Almost half a century ago, in 1968, Aurelio Peccei convened for the first time the group that was later to be known as the “Club of Rome”. The aim of the group was not what the Club was to become known for, “The Limits to Growth”. At that time, the concept of limits was vague and scarcely understood and the interest of the members was, rather, in an equitable distribution of the resources of the Earth. What moved Aurelio Peccei was the attempt to fight hunger, poverty, and injustice.
That approach led the Club to commission a report on the world’s resources and their limits to a group of researchers of the MIT. The result was the study for which the Club of Rome became known ever since: “The Limits to Growth,” published in 1972. From then on, the debate mostly moved on whether the scenarios of “The Limits to Growth” were correct and whether the study would really describe the possible trajectory of the world’s economy and its collapse as the result of the combination of persistent pollution and resource depletion. It soon degenerated into insults directed against “Cassandras” and “catastrophists.” Still today, it is widely believed that the study was “wrong”, even though it was not.

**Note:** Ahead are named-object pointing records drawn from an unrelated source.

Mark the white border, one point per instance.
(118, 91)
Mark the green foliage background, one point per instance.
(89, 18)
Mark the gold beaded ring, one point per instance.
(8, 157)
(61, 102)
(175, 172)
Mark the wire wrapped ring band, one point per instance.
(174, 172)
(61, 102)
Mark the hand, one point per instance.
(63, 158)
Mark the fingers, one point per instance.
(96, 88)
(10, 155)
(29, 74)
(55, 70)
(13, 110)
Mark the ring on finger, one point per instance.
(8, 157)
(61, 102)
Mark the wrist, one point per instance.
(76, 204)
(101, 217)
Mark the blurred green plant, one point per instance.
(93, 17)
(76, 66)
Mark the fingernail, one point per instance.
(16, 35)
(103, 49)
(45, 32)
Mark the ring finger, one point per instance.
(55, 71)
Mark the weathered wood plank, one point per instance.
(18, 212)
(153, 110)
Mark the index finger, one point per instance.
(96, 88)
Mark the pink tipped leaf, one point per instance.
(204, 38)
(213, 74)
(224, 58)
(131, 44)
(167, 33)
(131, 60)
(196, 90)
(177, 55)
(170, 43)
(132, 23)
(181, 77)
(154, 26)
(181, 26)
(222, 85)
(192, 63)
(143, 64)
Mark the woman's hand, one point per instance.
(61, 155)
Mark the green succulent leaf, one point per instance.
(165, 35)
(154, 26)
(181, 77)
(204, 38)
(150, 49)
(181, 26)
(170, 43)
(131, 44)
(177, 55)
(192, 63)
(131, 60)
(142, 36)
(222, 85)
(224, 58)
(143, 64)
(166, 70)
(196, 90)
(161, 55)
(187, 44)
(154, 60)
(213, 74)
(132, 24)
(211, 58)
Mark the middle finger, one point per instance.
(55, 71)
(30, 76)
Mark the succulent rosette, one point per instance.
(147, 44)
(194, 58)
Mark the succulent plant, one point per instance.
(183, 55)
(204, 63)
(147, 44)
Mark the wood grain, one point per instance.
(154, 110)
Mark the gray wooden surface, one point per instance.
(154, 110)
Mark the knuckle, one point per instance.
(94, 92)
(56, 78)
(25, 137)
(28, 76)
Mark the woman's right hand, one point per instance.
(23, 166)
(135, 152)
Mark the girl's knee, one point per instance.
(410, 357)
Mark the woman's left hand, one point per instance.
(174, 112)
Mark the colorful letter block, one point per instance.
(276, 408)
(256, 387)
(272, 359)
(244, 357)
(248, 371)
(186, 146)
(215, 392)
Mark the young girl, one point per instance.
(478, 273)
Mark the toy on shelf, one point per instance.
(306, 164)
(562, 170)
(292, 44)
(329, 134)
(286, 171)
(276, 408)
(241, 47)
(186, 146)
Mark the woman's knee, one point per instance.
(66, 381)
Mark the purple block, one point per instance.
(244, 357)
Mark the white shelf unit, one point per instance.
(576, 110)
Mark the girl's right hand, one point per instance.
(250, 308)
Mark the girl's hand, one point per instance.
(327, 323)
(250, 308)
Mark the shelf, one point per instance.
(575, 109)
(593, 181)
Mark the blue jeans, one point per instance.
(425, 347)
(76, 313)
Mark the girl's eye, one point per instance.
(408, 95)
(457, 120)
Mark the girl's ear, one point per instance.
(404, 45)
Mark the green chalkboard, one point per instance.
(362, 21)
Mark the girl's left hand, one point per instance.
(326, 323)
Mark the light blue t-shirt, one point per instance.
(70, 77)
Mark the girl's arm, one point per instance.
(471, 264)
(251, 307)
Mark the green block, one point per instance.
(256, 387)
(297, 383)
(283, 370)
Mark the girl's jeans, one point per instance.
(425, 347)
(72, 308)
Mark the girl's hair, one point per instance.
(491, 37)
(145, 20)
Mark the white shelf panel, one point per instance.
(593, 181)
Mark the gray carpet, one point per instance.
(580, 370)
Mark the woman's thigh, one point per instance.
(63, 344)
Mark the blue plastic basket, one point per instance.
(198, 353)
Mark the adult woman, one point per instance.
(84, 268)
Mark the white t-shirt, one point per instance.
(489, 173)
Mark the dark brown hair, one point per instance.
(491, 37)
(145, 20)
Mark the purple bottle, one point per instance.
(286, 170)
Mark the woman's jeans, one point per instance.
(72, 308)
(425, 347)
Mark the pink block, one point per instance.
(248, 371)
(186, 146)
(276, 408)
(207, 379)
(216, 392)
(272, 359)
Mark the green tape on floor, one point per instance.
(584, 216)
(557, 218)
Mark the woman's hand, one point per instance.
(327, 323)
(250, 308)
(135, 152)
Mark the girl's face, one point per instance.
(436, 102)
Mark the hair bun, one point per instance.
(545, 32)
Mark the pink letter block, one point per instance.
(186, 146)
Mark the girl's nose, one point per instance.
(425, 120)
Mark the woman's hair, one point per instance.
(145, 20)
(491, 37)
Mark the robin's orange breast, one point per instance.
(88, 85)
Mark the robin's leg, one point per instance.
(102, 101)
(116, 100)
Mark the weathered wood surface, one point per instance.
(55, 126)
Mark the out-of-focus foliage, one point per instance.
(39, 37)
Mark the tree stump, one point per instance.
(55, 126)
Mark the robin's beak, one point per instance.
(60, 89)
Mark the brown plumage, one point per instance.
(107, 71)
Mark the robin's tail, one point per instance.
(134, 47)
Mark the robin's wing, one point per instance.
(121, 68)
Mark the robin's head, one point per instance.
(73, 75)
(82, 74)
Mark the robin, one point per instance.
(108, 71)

But world models were not so much what Peccei and the other founders had in mind. Their aim had remained the initial one: justice, social equality, freedom from want. The discovery of the world’s limits had made these objectives more difficult than they had seemed to be at the beginning, but not an impossible target. The “Limits” report, indeed, had sketched out how the world’s economy could be steered in such a way to avoid collapse and to maintain for a long time a reasonable level of production of goods and services per person.